Below, my most interesting subscriptions.

English:

Google developer platforms updates

Practical Pixels — pixel-art lessons

Booking.com design blog

Indie Hackers

Russian:

Блог Рахима Давлеткалиева

Блог Ильи Бирмана

Бизнес-линч студии Лебедева

Блог Сергея Короля

Советы Бюро Горбунова

Блог Антона Жиянова

Блог Игоря Штанга

Блог Жени Арутюнова

Also I'm subscribe to my friends movie rates, IMDB has RSS build-in, really useful trick.

I have it installed on a phone and as an extension in a browser, very handy to save something for later reading with just one click.

Besides some entertaining, Twitter for me is a source of programming-related articles which go to Instapaper. Tweetbot so far is the best client, at least because it shows everything in natural chronological order.

Podcasts app

One of the main sources of information for me, not just technical, but in general, and some entertainment of course. I use native iOS Podcasts app. Podcasts are mostly in Russian but also few in English.

English:

Serial

S-Town

Stuff You Should Know

Russian:

Радио-Т

Веб-стандарты

UWP — Еженедельный подкаст от Umputun

Evergreen Podcast

Хекслет

Брендятина

Despite it's a messenger, it has so-called Channels — thematic feeds, where people post short (mainly) news or thoughts, not cluttered like Twitter and one channel is dedicated to some specific topic.
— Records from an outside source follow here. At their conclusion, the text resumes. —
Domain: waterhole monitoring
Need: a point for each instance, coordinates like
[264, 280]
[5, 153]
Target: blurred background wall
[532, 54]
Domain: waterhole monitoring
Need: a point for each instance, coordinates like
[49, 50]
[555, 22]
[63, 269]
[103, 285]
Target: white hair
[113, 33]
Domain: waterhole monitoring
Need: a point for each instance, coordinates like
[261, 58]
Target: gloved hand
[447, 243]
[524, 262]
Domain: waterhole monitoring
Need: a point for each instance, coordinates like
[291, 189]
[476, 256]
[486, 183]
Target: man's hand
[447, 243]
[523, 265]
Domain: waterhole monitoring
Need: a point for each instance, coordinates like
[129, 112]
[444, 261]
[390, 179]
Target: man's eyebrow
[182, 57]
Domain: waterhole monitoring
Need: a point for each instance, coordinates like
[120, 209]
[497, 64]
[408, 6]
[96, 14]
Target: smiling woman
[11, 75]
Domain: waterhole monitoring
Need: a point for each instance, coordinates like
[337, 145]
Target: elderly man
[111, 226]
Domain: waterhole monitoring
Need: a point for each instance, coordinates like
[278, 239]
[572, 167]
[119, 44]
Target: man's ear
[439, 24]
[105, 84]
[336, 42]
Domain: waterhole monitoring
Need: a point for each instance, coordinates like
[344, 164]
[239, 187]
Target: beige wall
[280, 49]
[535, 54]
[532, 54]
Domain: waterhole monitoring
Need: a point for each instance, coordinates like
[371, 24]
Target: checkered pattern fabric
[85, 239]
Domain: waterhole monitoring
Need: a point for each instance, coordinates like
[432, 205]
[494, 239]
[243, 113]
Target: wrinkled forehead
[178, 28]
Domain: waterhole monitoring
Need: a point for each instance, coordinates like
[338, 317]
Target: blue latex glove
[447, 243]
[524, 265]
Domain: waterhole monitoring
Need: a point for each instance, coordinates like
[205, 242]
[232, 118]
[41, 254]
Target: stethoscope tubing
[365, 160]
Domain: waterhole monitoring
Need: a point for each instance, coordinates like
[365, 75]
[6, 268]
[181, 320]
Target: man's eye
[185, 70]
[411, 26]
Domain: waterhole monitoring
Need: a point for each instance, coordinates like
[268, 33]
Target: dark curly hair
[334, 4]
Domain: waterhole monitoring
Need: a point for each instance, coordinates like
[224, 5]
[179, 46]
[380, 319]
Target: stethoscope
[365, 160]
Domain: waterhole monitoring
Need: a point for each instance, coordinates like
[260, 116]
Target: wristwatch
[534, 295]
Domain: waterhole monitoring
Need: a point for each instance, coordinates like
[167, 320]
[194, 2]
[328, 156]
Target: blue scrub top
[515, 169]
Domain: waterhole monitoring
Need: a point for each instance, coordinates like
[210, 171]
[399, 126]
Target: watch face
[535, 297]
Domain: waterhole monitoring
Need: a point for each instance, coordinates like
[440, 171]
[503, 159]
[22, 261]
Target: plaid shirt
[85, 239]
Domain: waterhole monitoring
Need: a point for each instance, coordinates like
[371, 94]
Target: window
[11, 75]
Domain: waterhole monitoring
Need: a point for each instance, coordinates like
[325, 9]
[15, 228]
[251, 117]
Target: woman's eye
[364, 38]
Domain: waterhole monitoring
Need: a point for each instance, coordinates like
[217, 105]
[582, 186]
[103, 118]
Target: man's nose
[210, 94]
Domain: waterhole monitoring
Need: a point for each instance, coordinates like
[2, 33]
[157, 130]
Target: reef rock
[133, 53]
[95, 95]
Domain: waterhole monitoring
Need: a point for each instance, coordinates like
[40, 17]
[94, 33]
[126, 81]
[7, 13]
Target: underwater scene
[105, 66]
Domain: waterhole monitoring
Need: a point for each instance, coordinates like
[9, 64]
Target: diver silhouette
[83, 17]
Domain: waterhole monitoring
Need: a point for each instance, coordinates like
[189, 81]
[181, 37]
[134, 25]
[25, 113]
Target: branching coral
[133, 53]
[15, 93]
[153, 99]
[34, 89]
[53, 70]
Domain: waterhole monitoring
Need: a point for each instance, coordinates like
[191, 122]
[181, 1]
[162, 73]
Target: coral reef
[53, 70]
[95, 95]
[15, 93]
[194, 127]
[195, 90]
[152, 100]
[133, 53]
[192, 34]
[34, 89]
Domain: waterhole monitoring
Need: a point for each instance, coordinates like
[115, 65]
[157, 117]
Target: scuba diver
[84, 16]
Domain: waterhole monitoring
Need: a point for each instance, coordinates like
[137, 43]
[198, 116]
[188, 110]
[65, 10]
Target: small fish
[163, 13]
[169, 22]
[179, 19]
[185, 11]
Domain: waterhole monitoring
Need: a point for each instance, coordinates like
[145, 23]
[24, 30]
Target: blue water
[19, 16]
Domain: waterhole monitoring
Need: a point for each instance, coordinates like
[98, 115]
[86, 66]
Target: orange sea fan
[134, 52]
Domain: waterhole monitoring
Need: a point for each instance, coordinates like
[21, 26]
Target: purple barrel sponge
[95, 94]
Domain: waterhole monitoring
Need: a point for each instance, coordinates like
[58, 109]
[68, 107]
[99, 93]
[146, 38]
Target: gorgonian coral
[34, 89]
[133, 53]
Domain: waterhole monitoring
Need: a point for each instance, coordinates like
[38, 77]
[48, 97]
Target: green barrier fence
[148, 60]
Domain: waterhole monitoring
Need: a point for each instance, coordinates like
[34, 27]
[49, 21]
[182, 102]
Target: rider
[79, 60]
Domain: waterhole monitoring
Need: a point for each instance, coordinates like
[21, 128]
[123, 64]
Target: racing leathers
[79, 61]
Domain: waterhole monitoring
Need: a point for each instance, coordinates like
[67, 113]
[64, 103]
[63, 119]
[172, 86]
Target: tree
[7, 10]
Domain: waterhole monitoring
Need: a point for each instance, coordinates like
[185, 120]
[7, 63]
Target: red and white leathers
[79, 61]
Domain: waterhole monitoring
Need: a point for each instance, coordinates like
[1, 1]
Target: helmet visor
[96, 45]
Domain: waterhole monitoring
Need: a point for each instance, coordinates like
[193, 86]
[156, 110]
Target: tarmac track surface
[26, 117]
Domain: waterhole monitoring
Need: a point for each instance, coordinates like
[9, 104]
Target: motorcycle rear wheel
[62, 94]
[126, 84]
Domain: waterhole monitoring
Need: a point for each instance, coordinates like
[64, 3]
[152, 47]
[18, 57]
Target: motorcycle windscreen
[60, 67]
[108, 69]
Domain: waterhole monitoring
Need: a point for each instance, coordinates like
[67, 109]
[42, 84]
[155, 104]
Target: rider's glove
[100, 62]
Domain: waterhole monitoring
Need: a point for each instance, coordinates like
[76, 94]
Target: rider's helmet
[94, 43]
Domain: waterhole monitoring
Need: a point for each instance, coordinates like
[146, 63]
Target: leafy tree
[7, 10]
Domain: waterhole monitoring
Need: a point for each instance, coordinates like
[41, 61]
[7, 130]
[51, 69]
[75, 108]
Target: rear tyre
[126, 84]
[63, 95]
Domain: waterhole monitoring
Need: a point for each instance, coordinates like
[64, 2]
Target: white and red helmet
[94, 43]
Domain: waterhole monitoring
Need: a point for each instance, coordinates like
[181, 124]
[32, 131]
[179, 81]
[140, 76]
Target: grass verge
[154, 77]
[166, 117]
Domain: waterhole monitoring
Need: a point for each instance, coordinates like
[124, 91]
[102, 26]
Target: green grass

You can find services which generate RSS-feed out of a channel, so you can read them in one place with your usual subscriptions.

Organizing myself

Notes

For me it's always one note for one project, like a workspace, where I collect all todos, URLs, random notes with ideas, etc. Each project has a unique structure, which is very useful when it comes to a creative process of shaping some idea.

Very nice app to store not only passwords but also documents, bank cards information and secret notes, all is encrypted and stored locally.